Great Summer’s End Reads

. . by Renee Holden, Head Editor, INALJ Nebraska

Great Summer’s End Reads

77491_539638406062729_675693252_oWe often have patrons frequent the reference desk around this time of year who are looking for some great books to read before the summer ends.  Here are my top five books to enjoy before the summer passes us by and fall settles in.

The Shining Girls by Lauren Beukes

This is a wonderfully written tale about a time-travelling serial killer.  Harper Curtis is unlike any usual serial killer.  Starting in Depression-era Chicago, he has found a way to travel through time, making his crimes almost impossible for the authorities to solve.  But his 1989 victim, Kirby Mazrachi, has somehow managed to survive her encounter with Harper.  Now Kirby is ready to give Harper a taste of his own medicine and make time run out before another person is killed.

The Execution of Noa P. Singleton by Elizabeth L. Silver

An unforgettable and unpredictable debut novel of guilt, punishment, and the stories we all tell ourselves to survive.  Noa P. Singleton sits on death row in a maximum security prison, just six months away from her execution date.  She is visited by a high-powered Philadelphia attorney who is a heartbroken mother of the victim and now wants to see the death penalty delayed…if only Noa reveals her motive.

She Left Me the Gun: My Mother’s Life Before Me by Emma Brockes

This is the story of a woman who reinvented herself so completely that her previous life seemed simply to vanish, and a daughter who transcends her mother’s silences and reclaims her past.  The author grew up hearing only pieces of her mother’s youth in South African and London.  Her mother Paula was a strong, self-invented woman; glamorous, no-nonsense, and out of place in their small English village.  Emma never asked why her mother emigrated to England or why she never returned to South Africa.  After Paula’s death, she began a search for the real Paula.  This book is a good read if you like Jeannette Walls’ The Glass Castle. 

The Universe Versus Alex Woods by Gavin Extence

Alex Woods was struck by a meteorite when he was just ten years old, leaving scars that marked him for an extraordinary life.  His mother calls him Lex because he’s bald.  The son of a fortune teller, bookish, an easy target for bullies, he hasn’t had the most ordinary childhood.  When he meets curmudgeonly Mr.
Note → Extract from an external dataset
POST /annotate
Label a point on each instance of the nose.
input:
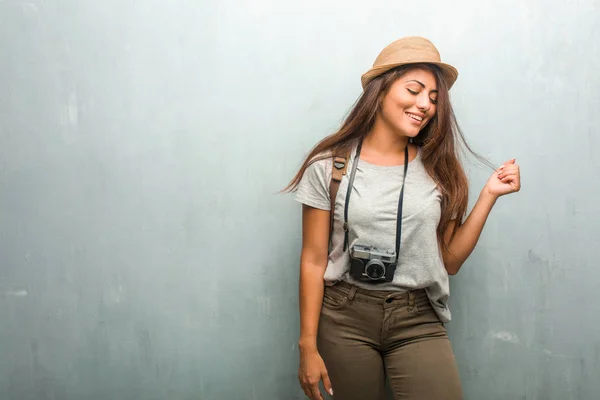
(423, 103)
Peterson, he finds an unlikely friend who tells him you only get one shot at life…so you better make it count.  So, when Alex turns seventeen, he is stopped at Dover customs with 113 grams of marijuana, an urn full of his friend’s ashes on the passenger seat and an entire nation in uproar, he’s fairly sure he’s done the right thing.  Or has he?

The 5th Wave by Richard Yancy

This is a great book for those who enjoy Invasion of the body Snatchers, Ender’s Game, and Independence Day.  After the 1st wave, only darkness remains.  After the 2nd, only the lucky escaped.  And after the 3rd, only the unlucky survived.  After the 4th wave, trust no one.  Now, it’s the 5th wave, and on a lonely stretch of highway, Cassie, armed only with an old rifle, runs from Them, the Beings who only look human, who roam the countryside killing anyone they see; who have scattered Earth’s last survivors.  To stay alone is to stay alive…until Cassie meets Evan Walker.  Quiet and mysterious, Evan may be her only hope for rescuing her brother from Them or even saving herself.  She must choose before life and death and to give up or get up and fight.  This is a perfect book if you like end of the world stories.